Financial Stability Board: Too-big-to-fail reforms are working
Banks have become more resilient since the financial crisis and have stronger loss-absorbing capacity. Also, there are better options for dealing with banks in distress. These are the findings made by the Financial Stability Board (FSB) in a consultation report on the evaluation of too-big-to-fail (TBTF) reforms for systemically important banks. “
The reforms are working and have given authorities more options for dealing with banks in distress. However, as we are learning how the new system is working, we are also learning where it can be improved,” said Bundesbank Vice-President Claudia Buch at the event convened to present the consultation report. Ms Buch chairs the FSB working group responsible for the report.

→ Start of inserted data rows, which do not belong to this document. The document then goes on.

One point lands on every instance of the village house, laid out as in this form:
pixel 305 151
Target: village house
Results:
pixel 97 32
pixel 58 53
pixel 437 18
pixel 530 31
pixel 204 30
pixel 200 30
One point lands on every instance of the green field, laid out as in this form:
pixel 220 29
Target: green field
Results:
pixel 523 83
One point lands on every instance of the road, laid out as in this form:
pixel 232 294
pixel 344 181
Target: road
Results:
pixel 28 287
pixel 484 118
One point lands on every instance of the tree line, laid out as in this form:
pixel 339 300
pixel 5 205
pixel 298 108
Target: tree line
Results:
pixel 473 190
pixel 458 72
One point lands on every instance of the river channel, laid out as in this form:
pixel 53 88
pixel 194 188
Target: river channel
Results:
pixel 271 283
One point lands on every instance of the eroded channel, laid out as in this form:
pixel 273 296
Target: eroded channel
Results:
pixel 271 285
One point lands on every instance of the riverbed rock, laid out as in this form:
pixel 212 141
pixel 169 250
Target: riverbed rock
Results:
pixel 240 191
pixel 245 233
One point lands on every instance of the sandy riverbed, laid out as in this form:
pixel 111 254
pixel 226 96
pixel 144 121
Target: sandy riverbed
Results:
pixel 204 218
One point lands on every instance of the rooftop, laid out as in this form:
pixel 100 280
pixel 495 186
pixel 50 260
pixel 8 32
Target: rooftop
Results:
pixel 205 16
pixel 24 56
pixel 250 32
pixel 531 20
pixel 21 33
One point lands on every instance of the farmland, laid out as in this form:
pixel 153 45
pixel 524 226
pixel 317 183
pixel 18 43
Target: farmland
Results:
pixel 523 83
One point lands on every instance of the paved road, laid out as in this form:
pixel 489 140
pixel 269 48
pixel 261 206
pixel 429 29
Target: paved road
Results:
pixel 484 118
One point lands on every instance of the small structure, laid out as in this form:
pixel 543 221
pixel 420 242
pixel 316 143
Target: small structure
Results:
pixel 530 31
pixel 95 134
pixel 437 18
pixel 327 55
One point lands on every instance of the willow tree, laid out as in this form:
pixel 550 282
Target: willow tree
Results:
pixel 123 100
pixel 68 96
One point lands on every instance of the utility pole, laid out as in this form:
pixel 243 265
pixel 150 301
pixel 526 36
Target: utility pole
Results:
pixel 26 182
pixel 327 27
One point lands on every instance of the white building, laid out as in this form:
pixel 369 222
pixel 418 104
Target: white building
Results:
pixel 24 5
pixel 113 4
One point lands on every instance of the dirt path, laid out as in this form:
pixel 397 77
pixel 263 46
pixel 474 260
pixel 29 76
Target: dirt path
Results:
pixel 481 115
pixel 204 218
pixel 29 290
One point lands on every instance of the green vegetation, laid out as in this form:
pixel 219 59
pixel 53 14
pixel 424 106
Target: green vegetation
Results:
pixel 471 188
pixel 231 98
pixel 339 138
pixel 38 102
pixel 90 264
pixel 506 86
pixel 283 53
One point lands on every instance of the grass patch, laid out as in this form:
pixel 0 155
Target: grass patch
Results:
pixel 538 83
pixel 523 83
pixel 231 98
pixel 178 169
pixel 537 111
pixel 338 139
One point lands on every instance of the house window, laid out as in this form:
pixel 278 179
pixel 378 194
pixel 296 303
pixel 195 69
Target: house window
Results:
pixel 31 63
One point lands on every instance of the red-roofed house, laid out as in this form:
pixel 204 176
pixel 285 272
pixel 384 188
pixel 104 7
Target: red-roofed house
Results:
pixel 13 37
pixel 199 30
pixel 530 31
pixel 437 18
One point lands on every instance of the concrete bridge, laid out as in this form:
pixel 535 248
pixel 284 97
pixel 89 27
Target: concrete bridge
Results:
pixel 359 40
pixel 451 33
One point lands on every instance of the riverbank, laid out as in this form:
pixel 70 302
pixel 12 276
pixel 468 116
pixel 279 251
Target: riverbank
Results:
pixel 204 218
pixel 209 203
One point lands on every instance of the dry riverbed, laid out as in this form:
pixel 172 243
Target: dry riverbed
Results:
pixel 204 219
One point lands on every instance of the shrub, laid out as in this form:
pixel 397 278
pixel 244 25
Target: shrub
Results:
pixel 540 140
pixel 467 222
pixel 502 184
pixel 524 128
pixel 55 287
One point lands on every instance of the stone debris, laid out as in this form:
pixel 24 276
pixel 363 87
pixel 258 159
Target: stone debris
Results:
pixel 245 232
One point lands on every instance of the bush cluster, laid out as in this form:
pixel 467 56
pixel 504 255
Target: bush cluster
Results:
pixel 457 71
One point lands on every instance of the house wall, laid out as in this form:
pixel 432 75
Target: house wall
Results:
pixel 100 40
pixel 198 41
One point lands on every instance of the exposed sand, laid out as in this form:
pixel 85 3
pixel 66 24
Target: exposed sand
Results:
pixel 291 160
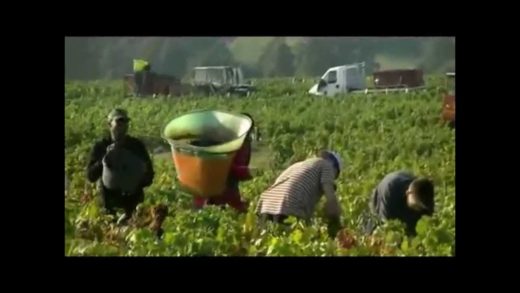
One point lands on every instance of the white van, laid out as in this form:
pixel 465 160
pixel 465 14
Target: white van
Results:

The FSB coordinates at the international level the work of national financial supervisory authorities and international standard-setting bodies in the financial sector. It brings together representatives from central banks, finance ministries, supervisory authorities and international organisations. The FSB’s consultation report evaluates TBTF reforms for systemically important banks. These reforms were endorsed by the G20 in the aftermath of the 2008 financial crisis to make the financial system more resilient and financial crises less likely, lowering the costs to the taxpayer.
Reforms bring net benefits for society
An FSB press release on the current consultation report explains how systemically important banks are now better capitalised with stronger loss-absorbing capacity. Authorities also have more options for dealing with banks in distress.
The FSB furthermore concludes that the reforms bring net benefits for society. The provision of finance to the real economy has not suffered, Ms Buch noted, nor are there any signs of relevant negative side effects.
Still gaps to address
However, some aspects of the new regulatory regime can still be improved upon regarding bank resolvability. Scope also exists for improving reporting and disclosures.
The consultation closes at the end of September 2020. The FSB will publish its final report on the impact of the reforms next year.